A sociedade da época estava em transformação, com crescente avanço da chamada “burguesia”, classe que passava a controlar também bens e riquezas e a consumir arte, fazendo-o porém, de acordo com seus padrões e gostos, os quais eram bem diferentes dos da monarquia (que crescia exposta à manifestações artísticas elaboradas, mais profundas e complexas, baseadas em mitos e em textos com conteúdo moral).
A arte conceitual, fiel à representação de um tema, com o objetivo de difundir valores e provocar uma reflexão, estava com os dias contados.
Por esta razão, a fim de sobreviver como manifestação artística, o ballet precisou ajustar-se a esta nova demanda do mercado, deixando-se diluir, no que dizia respeito aos temas complexos e reflexivos e fortalecer-se, no que dizia respeito à técnica, que deveria ser cada vez mais acrobática, chamando a atenção para manobras como saltos, giros e portés (carregamentos) desafiadores.
Fazia-se necessária uma nova etapa no desenvolvimento da linguagem e da técnica do ballet, a qual deveria torná-lo mais “espetacular”.
Os ballets de agora deveriam primar por aspectos mais “populares”, como o charme, o brilhantismo (técnico), a elegância e a personalidade mesmo que, ao atender estas exigências, a ação, a coerência dramática, e a representação fiel do libreto (história) se perdessem.
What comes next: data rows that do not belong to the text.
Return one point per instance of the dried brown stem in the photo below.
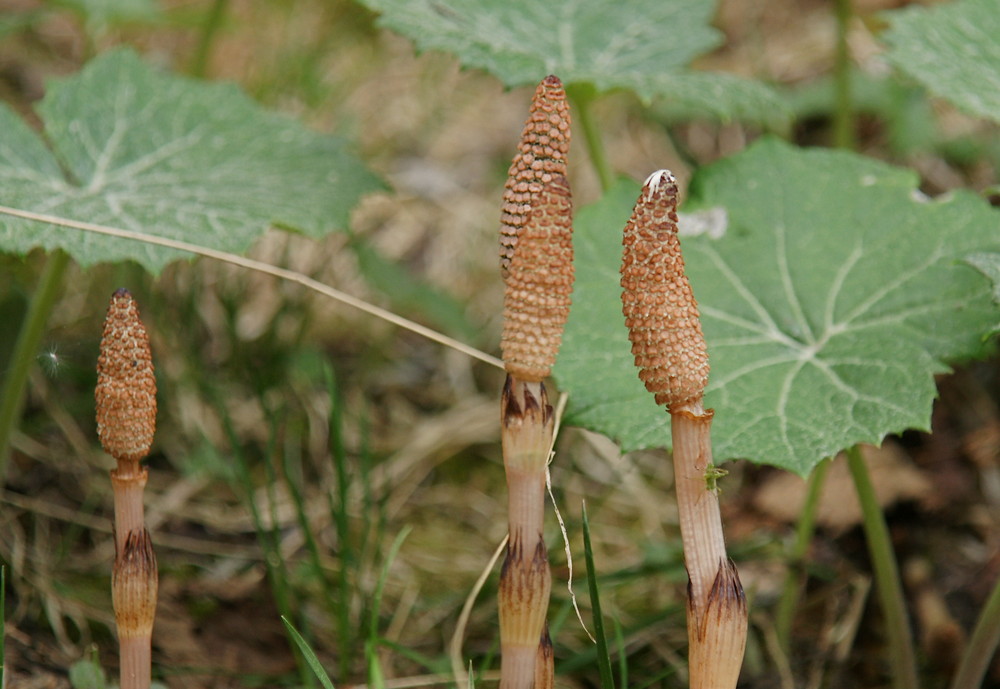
(126, 422)
(134, 584)
(545, 670)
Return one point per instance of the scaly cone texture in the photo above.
(126, 421)
(126, 385)
(539, 284)
(541, 155)
(660, 311)
(536, 262)
(527, 426)
(670, 352)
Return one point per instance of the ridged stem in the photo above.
(901, 654)
(582, 96)
(25, 351)
(717, 610)
(134, 587)
(527, 426)
(803, 537)
(982, 646)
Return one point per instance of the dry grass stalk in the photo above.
(536, 262)
(672, 357)
(126, 421)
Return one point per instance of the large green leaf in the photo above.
(642, 46)
(131, 147)
(953, 50)
(833, 299)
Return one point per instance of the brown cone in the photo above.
(660, 310)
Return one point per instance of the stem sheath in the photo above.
(22, 358)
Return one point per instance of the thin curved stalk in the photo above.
(982, 646)
(803, 537)
(25, 351)
(582, 97)
(890, 590)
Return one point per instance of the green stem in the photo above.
(982, 646)
(206, 37)
(803, 537)
(26, 350)
(901, 655)
(843, 113)
(582, 97)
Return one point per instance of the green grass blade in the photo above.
(310, 657)
(375, 677)
(25, 349)
(981, 647)
(603, 657)
(339, 515)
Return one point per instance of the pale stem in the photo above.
(135, 662)
(526, 505)
(697, 500)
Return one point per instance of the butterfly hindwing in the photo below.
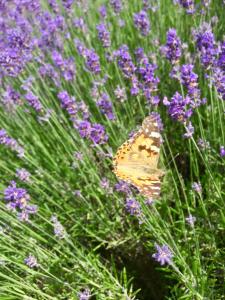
(137, 159)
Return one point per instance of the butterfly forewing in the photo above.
(137, 159)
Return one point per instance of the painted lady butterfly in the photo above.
(136, 160)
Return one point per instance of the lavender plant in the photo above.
(77, 78)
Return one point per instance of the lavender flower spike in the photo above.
(142, 22)
(103, 35)
(163, 254)
(31, 261)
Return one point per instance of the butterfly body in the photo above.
(136, 161)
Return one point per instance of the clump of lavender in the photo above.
(11, 143)
(142, 22)
(104, 35)
(173, 48)
(31, 261)
(163, 254)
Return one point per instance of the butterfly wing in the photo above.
(137, 159)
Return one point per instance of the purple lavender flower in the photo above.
(66, 66)
(123, 186)
(10, 143)
(105, 106)
(80, 24)
(203, 144)
(94, 132)
(68, 103)
(142, 22)
(59, 230)
(133, 207)
(25, 213)
(105, 184)
(92, 61)
(11, 97)
(191, 220)
(178, 107)
(31, 261)
(134, 86)
(163, 254)
(15, 50)
(196, 186)
(16, 197)
(150, 81)
(68, 4)
(84, 128)
(116, 5)
(103, 11)
(33, 101)
(150, 4)
(125, 61)
(189, 131)
(23, 175)
(149, 201)
(222, 151)
(218, 79)
(157, 119)
(140, 56)
(188, 5)
(172, 49)
(205, 43)
(78, 156)
(103, 35)
(221, 59)
(98, 135)
(120, 94)
(84, 295)
(190, 80)
(48, 70)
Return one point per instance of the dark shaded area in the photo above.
(143, 269)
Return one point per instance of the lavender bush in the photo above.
(76, 80)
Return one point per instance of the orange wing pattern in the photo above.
(137, 159)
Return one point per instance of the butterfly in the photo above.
(136, 161)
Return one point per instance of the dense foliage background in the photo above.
(77, 79)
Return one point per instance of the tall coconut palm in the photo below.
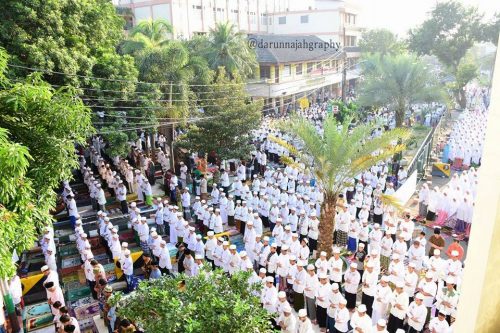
(225, 47)
(397, 81)
(335, 158)
(147, 35)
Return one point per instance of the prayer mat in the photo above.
(87, 325)
(68, 250)
(48, 329)
(87, 311)
(39, 322)
(70, 277)
(73, 295)
(81, 302)
(72, 285)
(36, 310)
(70, 262)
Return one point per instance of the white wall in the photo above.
(319, 23)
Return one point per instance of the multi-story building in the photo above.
(286, 75)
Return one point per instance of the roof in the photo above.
(276, 49)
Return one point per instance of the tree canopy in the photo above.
(398, 81)
(381, 41)
(230, 119)
(336, 157)
(208, 302)
(225, 47)
(39, 127)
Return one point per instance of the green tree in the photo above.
(451, 30)
(492, 29)
(381, 41)
(147, 35)
(232, 117)
(39, 127)
(228, 48)
(335, 158)
(397, 81)
(64, 36)
(209, 302)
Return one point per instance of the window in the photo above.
(287, 71)
(265, 72)
(309, 67)
(298, 69)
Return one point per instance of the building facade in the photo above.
(286, 77)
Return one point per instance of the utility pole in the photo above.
(344, 70)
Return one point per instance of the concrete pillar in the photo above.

Resumindo:“O público queria ballets mais fáceis.”
A Supremacia da Bailarina:
A “Supremacia da Bailarina” recém-conquistada, permaneceria mais forte do que nunca!
Estabelecido durante o período Romântico, o endeusamento da bailarina estava ligado ao papel que esta desempenhava nos ballets da época, onde incorporava seres fantásticos, imateriais e inatingíveis, cuja conquista era fascinante e desafiadora.
Estes atributos acabavam sendo “transferidos” para as bailarinas, que no entender do público, passavam a representá-los também fora dos palcos.
Elas foram transformadas em estrelas. Seus modos de vestir e de pentear lançavam moda e eram copiados. Marie Taglioni, por exemplo, foi considerada um “modelo” dentro e fora dos palcos, influenciando toda uma geração.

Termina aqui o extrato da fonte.